Quand la justice peine à voir le racisme et les discriminations

Il y a des indignations qui ne devraient jamais avoir à être répétées. Et pourtant, nous sommes amenés à dénoncer une justice qui peine à reconnaître la violence raciste, organisant ainsi une trop fréquente impunité. Trop souvent, les plaintes déposées par les victimes de discrimination sont classées sans suite. Et lorsque des suites y sont données, les procureurs rechignent à engager des poursuites pour discrimination et les juges écartent bien trop souvent la circonstance aggravante de racisme. 

La circonstance aggravante de racisme est prévue par la loi et doit être appliquée. La refuser, c’est priver les victimes d’une reconnaissance pleine et entière des violences subies et empêcher une condamnation pénale adaptée. Cette inertie judiciaire relative au mobile raciste n’est pas une simple négligence. Il s’agit d’une indifférence qui affaiblit l’Etat de droit. 

La circonstance aggravante de racisme

L’article 132-76 du Code pénal relatif à la circonstance aggravante de racisme ne souffre pourtant d’aucune ambiguïté : « Dans les cas prévus par la loi, les peines encourues pour un crime ou un délit sont aggravées lorsque l’infraction est commise à raison de l’appartenance ou de la non-appartenance, vraie ou supposée, de la victime à une ethnie, une nation, une race ou une religion déterminée. » La même disposition précise que cette circonstance aggravante est constituée dès lors que l’infraction est « précédée, accompagnée ou suivie de propos, écrits, images, objets ou actes de toute nature portant atteinte à l’honneur ou à la considération de la victime ». Aussi, il n’y a pas à s’interroger sur les motivations profondes de l’agresseur, la loi exigeant simplement de constater l’existence d’actes ou de propos racistes avant, pendant ou après l’infraction.

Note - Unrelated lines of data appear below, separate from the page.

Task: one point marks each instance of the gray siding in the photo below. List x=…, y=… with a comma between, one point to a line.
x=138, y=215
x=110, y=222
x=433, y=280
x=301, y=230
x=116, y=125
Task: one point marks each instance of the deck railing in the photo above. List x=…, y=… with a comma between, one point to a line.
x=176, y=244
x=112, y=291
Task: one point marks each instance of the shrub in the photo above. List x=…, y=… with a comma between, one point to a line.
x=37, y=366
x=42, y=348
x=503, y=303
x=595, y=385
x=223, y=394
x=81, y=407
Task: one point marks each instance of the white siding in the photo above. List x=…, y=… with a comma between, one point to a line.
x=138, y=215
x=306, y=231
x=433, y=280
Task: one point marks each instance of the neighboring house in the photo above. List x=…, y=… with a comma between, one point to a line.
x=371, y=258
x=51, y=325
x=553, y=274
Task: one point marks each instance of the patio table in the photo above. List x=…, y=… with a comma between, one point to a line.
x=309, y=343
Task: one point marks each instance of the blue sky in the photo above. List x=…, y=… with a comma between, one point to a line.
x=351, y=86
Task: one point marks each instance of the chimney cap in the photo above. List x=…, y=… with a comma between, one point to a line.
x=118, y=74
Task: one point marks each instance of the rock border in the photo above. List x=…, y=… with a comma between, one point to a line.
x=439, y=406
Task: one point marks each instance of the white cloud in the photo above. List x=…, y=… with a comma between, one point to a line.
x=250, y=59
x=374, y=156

En dépit de la clarté de cette disposition, les juridictions continuent de minimiser, voire d’ignorer, la dimension raciste des violences commises. L’affaire jugée par la Cour d’appel de Montpellier le 13 janvier 2025 relative aux violences commises par des agents de sécurité au Cap d’Agde en est une illustration consternante. En première instance, le tribunal correctionnel de Béziers avait pourtant appliqué la loi : il avait retenu la circonstance aggravante de racisme contre un agent de sécurité qui, en 2023, avait violemment agressé un homme tout en proférant des insultes racistes (et homophobes). Pourtant, en appel, cette circonstance a été purement et simplement écartée, en dépit de la parole de la victime. 

L’affaire Djamel Bendjaballah illustre également cette inertie judiciaire. Assassiné par Jérôme Décofour le 31 août 2024 à Cappelle-la-Grande (Nord), affilié à une milice d’extrême droite, Djamel Bendjaballah a été victime d’un crime dont la dimension raciste est manifeste. Jérôme Décofour avait, préalablement au meurtre de Djamel Bendjaballah, tenu de manière répétée des propos racistes et adopté des comportements racistes à son encontre. Ce dernier avait même porté plainte à plusieurs reprises pour ce harcèlement raciste. Pourtant, à ce jour, le Parquet de Dunkerque tarde à retenir la circonstance aggravante de racisme dans l’affaire de ce meurtre. Ce retard est plus qu’une négligence : c’est un signal désastreux envoyé à toutes celles et ceux qui subissent au quotidien le racisme et ses manifestations violentes.

Cette frilosité des tribunaux est d’autant plus inacceptable que la circulaire n°2017-04 du 28 avril 2017 rappelle explicitement que la reconnaissance de la circonstance aggravante repose sur des critères objectifs. Elle précise notamment que « l’aggravation résulte des circonstances objectives, que la personne ait ou non agi pour des motifs discriminatoires […] Dès lors, même si l’auteur des faits a pu tenir des propos racistes […] sans pour autant adhérer aux idées ainsi exprimées, ou tout en affirmant ensuite ne pas adhérer à ces idées, la circonstance aggravante n’en est pas moins juridiquement établie ; du reste, du point de vue de la victime, le caractère discriminatoire de l’infraction qu’elle a subie est perçu exactement de la même manière que si l’auteur des faits adhérait aux idées exprimées, ce qui justifie l’aggravation »[1]. Lorsqu’une juridiction écarte la circonstance aggravante de racisme dans de telles conditions, elle ne commet pas une simple erreur de droit, elle participe à la banalisation des violences racistes et à l’inertie de la chaine pénale.

Inertie

Nous constatons une tendance alarmante des procureurs à ne pas se saisir spontanément des faits racistes et des discriminations tant qu’aucune plainte n’est déposée, même lorsque les éléments sont connus des autorités. Cette attitude témoigne d’un défaut de volonté de poursuivre de telles infractions et contribue à façonner un sentiment d’impunité.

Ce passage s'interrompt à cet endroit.